"...apesar das características próprias que tem."
…subitamente o meu telemovel tocou, como tantas vezes toca sem me fazer sobressaltar, mas o nome no visor chamou particularmente a minha atenção, e aquela hora…
Atendi pedindo desculpa sobre a mesa e interrompendo a conversa.Era uma amiga, não percebi logo o que estava a dizer porque estava a chorar, e disse-me que estava perdida, se eu a podia ir buscar, e eu percebi que aquilo era um perdida entre aspas. Perguntei-lhe onde estava ao mesmo tempo que me levantava e pedia a conta à empregada, e após algumas descrições babadas percebi que ela deveria estar algures a descer do Carmo para a Avenida da Liberdade, mas assustou-me que também podia ser a descer de Alfama para Santa Apolonia que a descrição era a mesma… Ela não é de Lisboa, conhece mal a cidade. Assim de repente indiquei-lhe o Hotel Tivoli na lateral direita da Avenida da Liberdade como um local iluminado e com pessoas, onde ela pudesse esperar por mim em segurança enquanto eu não chegava.
Desfiz-me em desculpas com a minha interlocutora no Kaffa, sem grandes explicações, que compreendeu, e deixamos um café alinhavado para hoje ou para amanhã à tarde, para continuar a conversa, que ficaria assim em stand by, que eu não me esqueço, nem perco o fio à meada. Adiante.

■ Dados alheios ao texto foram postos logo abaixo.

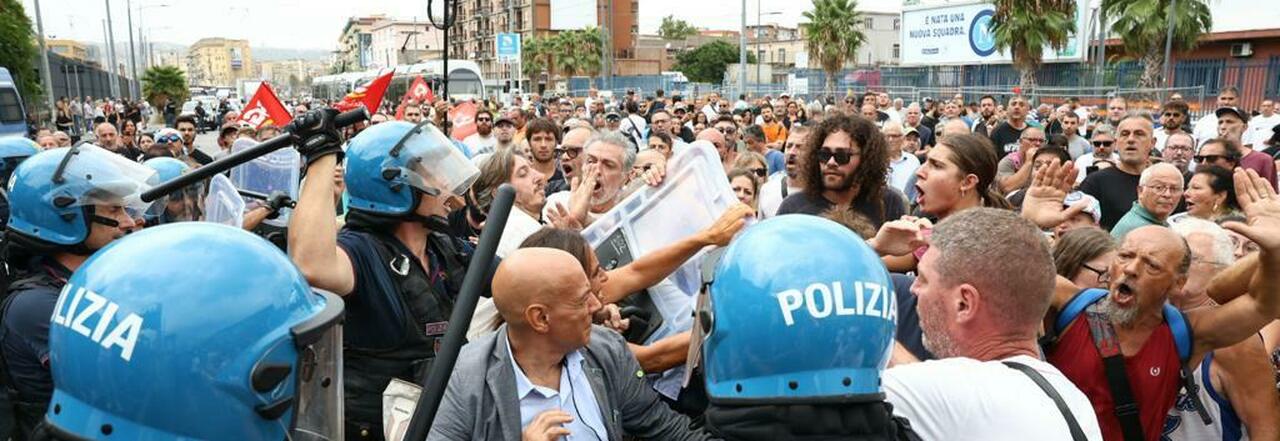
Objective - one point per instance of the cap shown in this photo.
(1243, 116)
(1093, 207)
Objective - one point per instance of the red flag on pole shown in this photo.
(419, 91)
(264, 108)
(369, 95)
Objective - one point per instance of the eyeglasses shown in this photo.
(1164, 189)
(568, 152)
(841, 156)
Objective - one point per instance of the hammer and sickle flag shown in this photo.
(264, 109)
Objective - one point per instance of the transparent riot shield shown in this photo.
(277, 171)
(224, 205)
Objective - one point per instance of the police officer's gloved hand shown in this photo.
(278, 201)
(315, 134)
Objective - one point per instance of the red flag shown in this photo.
(419, 91)
(369, 95)
(464, 116)
(265, 109)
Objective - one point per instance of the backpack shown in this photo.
(1125, 405)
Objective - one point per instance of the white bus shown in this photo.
(465, 81)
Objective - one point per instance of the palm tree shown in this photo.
(161, 85)
(1143, 26)
(1024, 27)
(832, 36)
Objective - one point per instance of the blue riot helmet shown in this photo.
(53, 193)
(136, 354)
(13, 151)
(184, 203)
(814, 326)
(391, 165)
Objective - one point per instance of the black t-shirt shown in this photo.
(1005, 137)
(894, 206)
(1115, 191)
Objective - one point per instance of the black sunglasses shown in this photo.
(842, 156)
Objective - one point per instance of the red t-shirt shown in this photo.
(1153, 376)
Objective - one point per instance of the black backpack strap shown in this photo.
(1074, 426)
(1112, 362)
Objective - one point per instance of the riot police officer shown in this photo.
(65, 203)
(242, 349)
(13, 151)
(794, 348)
(396, 269)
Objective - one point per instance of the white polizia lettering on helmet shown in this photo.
(96, 317)
(822, 301)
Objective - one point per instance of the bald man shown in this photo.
(728, 154)
(512, 384)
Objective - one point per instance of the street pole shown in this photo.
(133, 60)
(110, 45)
(741, 54)
(48, 78)
(1169, 44)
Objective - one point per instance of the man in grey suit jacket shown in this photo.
(544, 297)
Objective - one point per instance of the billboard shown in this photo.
(574, 14)
(960, 33)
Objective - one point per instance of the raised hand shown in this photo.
(1043, 201)
(1261, 206)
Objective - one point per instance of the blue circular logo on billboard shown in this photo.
(981, 38)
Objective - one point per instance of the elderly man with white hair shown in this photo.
(1234, 382)
(1160, 188)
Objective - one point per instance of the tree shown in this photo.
(1143, 26)
(161, 85)
(1024, 27)
(675, 28)
(707, 63)
(19, 53)
(832, 36)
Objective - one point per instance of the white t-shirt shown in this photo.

Demorei 5 minutos de Telheiras ao Marquês, desci a Avenida pela lateral e encontrei-a sentada num banco de jardim em frente ao Tivoli, estava lavada em lágrimas, com os enormes e brilhantes olhos, todos vermelhos, e a destoar com a elegância das roupas sóbrias, da pele clara e do cabelo sempre tão bem tratado… estava também com um ataque de soluços que duplicou de intensidade quando me abraçou… Limpei-lhe as lágrimas, peguei-lhe na mão e entrámos no carro que tinha ficado parado no meio da estrada (e tal como alguém costumava dizer, nada acontece por acaso, e eu ontem resolvi ir de carro para Lisboa e não de mota, é curioso…)
Ela não me quis explicar objectivamente o que se passava e eu não insisti em perguntar, senti que ela gradualmente se estava a recompor e a sentir-se em segurança e decidi que essa era a prioridade…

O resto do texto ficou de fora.